Some of the world’s greatest minds also spent their energy and time on making love, just like any human would do.

They are called historical figures for different reasons. They either had invented a device or changed humanity’s perspective on things. Although they were gifted with intelligence and god-like talents, they were still human beings. They made mistakes, too.

These historical figures we compiled were all guilty of being perverts. Yes, that is right. Their longing for sex was just as intense as their desire to create new stuff. Well, without further ado, here they are below!

#5. H.G. Wells

Source: RBTH

If you are fond of reading, it is a crime if you do not know who H.G. Wells is.
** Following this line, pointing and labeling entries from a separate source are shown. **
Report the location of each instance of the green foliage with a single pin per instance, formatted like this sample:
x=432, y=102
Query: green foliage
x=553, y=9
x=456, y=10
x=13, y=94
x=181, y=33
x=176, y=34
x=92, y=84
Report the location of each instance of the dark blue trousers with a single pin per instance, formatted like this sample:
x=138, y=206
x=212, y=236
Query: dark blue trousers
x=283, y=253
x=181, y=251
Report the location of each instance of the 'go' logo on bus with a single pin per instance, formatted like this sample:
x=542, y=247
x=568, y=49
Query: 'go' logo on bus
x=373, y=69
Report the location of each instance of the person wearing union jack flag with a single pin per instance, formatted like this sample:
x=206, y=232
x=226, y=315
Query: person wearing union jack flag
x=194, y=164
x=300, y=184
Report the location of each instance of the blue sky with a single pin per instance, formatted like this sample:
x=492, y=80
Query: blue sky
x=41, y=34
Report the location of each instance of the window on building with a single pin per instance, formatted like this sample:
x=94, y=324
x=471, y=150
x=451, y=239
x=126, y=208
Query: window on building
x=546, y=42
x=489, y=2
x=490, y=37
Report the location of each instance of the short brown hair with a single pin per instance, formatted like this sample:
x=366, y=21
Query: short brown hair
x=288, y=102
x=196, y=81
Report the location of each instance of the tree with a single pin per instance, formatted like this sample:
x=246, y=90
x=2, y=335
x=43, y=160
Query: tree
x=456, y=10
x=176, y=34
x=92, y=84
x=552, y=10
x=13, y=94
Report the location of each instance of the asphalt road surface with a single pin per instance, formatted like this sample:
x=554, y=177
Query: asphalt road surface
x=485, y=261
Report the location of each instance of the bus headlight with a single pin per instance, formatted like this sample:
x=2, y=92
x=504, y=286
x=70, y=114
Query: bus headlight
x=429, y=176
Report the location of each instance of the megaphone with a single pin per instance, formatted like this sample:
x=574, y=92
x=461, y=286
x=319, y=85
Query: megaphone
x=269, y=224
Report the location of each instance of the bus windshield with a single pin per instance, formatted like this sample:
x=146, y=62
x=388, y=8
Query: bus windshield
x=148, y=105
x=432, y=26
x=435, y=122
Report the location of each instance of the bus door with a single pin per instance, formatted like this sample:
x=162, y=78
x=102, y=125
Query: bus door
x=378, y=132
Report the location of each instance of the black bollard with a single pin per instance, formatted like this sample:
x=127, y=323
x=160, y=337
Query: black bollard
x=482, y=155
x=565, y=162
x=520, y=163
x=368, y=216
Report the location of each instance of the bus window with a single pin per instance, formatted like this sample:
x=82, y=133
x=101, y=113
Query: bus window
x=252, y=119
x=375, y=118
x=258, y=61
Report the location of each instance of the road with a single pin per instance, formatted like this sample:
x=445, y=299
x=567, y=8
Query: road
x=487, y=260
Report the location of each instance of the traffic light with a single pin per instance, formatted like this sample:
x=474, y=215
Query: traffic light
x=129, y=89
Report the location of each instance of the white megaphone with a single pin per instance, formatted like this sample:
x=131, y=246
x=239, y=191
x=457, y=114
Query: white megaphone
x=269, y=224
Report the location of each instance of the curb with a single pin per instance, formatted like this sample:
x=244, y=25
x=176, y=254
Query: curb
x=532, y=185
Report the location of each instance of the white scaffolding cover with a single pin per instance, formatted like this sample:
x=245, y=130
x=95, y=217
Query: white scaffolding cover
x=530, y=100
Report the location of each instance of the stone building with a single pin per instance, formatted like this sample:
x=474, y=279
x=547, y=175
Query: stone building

He was a famous writer during his time, though he only wrote one book entitled War of the Worlds. But make no mistake, this book single-handedly created what is now celebrated as the “alien invasion” genre.

The iconic author, however, was infamous for having a raging and maniacal sexuality. Soon after his divorce with his first wife Jane Wells, he did a lot of things that involved sex. And what exactly did he do to win the heart of the girls? He used his fame and wealth, just like any man of his status. All of his affairs were recorded in his diary, and they were meticulously detailed – including the way the deed went.

#4. Charles Lindbergh

This guy here was known for being the heroic aviator who flew across the Atlantic alone. His stunt cemented his name as one of the daredevils during his time, considering he used a small plane and survived. It cannot be denied that Charles Lindbergh was a family man. He always looked after his wife and kids.

Despite that, it was later revealed that the he had three separate secret lovers (one was his secretary and the other two were sisters). And he fathered a total of seven kids among them. But being a pervert himself, he would not settle for a normal woman. She should be a porn film fiddler just like him.

#3. Hans Christian Andersen

Source: Visitfyn

Hans Christian Andersen became one of the pillars of the fairy tale genre. His works included The Little Mermaid and The Princess and the Pea. However, Hans was more interested in doing one more thing: Jerking off. In fact, his masturbation escapades were heavily written in his diary.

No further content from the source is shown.